AL-HOL, Syria – Foreign children wounded in the final desperate days of the Islamic State (ISIS) caliphate in eastern Syria have still not been repatriated to their home countries. Instead they await their fate in the “apocalyptic” conditions of al-Hol camp in Hasaka province.
Tens of thousands of people flooded out of Baghouz – the final sliver of territory held by ISIS – in March 2019 as the Syrian Democratic Forces (SDF) eliminated the jihadists’ last holdouts.
Among this wave of starved, exhausted, and traumatized humanity were militants, their wives, their children, and their captives. Each had to be screened before they were trucked to prison facilities and refugee camps, or deported to their home countries.
After years of savage fighting in an ever-shrinking patch of territory, the children of ISIS members were left vulnerable to bullets, shrapnel, landmines, falling debris, airstrikes, disease, and the harsh climate.
Many now living in al-Hol bear the scars of war.
Among them there are thousands of children of ISIS fighters from Syria, Iraq, Europe, the Americas, the former Soviet republics, and further afield.
Photographed here is a five-year-old Russian boy. He lost an arm in the battle for Baghouz.
Another Russian boy is confined to his bed. He was trained by ISIS, who called him the ‘Lion of the Caliphate’. He sustained his injuries during the fight in Baghouz. Unable to get proper treatment, a bullet remains lodged in his body.
Other children in the camp have burns and broken bones. Without proper identity papers, they are deprived of schooling and proper healthcare.
Foreign governments have been reluctant to take back their citizens, fearful they will pose a security risk if successful prosecutions cannot be brought against them.
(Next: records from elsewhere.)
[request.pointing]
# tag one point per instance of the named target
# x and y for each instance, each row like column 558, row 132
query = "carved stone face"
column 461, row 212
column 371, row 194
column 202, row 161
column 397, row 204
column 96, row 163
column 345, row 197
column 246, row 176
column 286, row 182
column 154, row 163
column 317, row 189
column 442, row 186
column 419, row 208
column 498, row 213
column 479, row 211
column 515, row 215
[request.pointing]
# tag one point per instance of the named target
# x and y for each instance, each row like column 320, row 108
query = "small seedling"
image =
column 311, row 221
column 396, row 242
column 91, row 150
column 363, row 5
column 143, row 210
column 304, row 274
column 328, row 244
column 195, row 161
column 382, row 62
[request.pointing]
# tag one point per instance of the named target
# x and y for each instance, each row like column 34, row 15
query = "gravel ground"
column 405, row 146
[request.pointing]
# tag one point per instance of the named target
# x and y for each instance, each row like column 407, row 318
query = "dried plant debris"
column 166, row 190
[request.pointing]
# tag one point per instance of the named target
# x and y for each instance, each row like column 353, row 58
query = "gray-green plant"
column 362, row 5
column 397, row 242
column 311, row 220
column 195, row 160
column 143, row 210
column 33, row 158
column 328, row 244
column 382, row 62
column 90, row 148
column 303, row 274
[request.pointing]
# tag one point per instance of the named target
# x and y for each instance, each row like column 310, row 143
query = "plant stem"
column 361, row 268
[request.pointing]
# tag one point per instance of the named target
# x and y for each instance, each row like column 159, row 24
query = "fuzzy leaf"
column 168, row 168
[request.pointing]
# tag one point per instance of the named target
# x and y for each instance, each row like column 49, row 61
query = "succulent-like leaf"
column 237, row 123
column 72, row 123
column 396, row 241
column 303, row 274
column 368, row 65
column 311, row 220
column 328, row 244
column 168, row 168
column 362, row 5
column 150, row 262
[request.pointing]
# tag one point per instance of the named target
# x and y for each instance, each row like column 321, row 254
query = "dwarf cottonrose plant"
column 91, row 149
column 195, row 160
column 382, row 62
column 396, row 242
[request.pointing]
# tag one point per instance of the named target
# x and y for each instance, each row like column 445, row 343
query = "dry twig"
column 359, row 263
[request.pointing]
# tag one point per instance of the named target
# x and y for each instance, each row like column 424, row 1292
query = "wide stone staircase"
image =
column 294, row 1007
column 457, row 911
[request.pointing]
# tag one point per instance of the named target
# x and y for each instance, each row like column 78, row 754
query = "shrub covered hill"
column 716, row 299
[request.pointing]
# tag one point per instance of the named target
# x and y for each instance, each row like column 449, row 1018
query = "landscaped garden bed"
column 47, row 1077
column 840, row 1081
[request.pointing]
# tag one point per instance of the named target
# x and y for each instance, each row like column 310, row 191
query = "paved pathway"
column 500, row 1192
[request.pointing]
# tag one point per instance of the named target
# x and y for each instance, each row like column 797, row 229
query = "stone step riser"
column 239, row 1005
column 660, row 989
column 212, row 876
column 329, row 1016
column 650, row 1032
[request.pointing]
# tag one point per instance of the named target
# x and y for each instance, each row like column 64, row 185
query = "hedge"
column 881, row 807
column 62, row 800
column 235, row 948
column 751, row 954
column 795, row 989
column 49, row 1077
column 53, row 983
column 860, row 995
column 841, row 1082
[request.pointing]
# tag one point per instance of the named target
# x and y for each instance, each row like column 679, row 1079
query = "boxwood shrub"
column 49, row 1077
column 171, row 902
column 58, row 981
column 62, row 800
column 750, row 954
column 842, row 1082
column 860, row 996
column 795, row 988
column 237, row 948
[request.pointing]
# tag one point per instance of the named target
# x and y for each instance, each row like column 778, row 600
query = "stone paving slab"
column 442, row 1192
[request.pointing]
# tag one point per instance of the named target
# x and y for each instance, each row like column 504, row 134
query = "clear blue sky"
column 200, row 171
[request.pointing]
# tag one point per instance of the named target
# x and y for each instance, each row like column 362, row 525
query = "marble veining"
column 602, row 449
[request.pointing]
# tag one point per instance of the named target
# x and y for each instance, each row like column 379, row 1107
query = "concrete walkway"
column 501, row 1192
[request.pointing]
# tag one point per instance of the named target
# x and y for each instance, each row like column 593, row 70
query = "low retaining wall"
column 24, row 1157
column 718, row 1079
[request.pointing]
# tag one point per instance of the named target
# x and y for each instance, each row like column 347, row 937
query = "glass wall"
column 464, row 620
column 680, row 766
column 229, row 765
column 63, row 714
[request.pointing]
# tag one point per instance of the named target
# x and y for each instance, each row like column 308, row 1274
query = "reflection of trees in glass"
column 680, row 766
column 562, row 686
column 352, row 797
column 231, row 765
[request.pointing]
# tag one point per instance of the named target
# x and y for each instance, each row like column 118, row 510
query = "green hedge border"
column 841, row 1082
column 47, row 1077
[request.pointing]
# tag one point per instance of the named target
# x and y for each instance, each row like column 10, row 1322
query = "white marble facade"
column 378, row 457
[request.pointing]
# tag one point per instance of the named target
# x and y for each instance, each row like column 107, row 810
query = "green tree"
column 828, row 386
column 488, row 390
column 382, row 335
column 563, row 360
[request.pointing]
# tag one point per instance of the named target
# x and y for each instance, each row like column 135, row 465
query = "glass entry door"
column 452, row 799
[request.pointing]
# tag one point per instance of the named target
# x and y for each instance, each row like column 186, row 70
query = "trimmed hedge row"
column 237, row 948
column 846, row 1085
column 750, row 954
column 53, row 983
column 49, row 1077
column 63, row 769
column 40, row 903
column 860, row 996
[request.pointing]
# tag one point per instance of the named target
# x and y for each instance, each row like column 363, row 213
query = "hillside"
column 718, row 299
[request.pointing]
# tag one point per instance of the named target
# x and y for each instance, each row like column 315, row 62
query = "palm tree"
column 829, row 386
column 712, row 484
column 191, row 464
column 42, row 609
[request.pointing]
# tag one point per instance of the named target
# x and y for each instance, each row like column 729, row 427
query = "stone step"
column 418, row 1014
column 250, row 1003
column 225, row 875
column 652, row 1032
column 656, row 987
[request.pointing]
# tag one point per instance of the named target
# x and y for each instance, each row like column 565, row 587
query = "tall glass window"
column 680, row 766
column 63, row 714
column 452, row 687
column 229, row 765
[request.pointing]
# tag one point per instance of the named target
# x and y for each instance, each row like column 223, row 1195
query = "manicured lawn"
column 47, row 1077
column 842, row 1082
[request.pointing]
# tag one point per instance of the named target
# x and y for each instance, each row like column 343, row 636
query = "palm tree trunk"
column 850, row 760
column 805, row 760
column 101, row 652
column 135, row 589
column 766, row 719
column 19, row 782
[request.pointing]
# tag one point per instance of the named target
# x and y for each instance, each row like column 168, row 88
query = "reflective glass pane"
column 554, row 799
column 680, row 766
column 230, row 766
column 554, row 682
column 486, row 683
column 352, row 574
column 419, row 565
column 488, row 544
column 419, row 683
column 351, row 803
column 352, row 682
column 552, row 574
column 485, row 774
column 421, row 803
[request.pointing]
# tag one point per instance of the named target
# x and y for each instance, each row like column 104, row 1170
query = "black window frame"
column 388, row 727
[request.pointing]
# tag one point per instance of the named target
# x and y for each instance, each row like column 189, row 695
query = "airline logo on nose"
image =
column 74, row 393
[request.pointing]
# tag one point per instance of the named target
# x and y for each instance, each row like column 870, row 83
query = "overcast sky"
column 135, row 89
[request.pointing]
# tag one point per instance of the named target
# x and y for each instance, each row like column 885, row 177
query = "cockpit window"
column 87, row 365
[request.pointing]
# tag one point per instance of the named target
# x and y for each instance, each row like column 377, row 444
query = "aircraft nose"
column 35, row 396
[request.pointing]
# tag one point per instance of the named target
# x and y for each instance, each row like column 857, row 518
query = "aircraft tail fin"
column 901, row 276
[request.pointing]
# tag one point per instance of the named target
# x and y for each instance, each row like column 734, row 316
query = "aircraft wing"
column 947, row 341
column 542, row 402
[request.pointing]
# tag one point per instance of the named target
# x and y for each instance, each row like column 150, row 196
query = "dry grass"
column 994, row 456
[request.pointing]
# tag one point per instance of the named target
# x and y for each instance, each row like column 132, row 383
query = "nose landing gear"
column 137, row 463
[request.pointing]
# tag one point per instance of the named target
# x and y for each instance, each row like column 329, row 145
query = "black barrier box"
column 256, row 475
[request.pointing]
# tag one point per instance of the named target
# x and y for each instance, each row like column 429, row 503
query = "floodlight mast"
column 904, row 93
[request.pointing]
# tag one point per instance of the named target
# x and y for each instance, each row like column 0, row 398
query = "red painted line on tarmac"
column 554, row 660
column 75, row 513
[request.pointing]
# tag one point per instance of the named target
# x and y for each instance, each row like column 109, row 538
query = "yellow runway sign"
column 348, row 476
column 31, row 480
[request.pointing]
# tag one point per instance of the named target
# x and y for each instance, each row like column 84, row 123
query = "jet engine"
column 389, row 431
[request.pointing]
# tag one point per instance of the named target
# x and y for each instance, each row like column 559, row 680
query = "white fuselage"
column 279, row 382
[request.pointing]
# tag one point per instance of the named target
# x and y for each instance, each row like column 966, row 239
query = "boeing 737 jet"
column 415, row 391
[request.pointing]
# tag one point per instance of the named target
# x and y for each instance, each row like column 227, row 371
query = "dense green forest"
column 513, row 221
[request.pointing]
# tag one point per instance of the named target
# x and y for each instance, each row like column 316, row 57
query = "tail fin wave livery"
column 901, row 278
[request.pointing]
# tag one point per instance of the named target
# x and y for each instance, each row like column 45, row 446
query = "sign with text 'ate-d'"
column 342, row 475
Kurdish authorities have called for an international court to be established to process them.
“It is just apocalyptic,” Fabrizio Carboni, who heads the International Committee of the Red Cross’s Near and Middle East operations, told reporters in Geneva last week.
“Our position is to say to states ‘take your nationals back’.”
Carboni condemned the stigmatization of people, especially children, and efforts to create “categories of good victims and bad victims”.
“As if kids can be something else than just victims.”
Carboni said two thirds of the residents in al-Hol were children, mainly under 12, insisting it was unconscionable to leave them there.
“You don’t leave kids in the middle of nowhere exposed to extreme heat, extreme cold, violence,” he said.
He warned that countries needed to recognize that “at one stage there will be a price to pay,” and that if they put off dealing with this issue, “it is going to be higher”.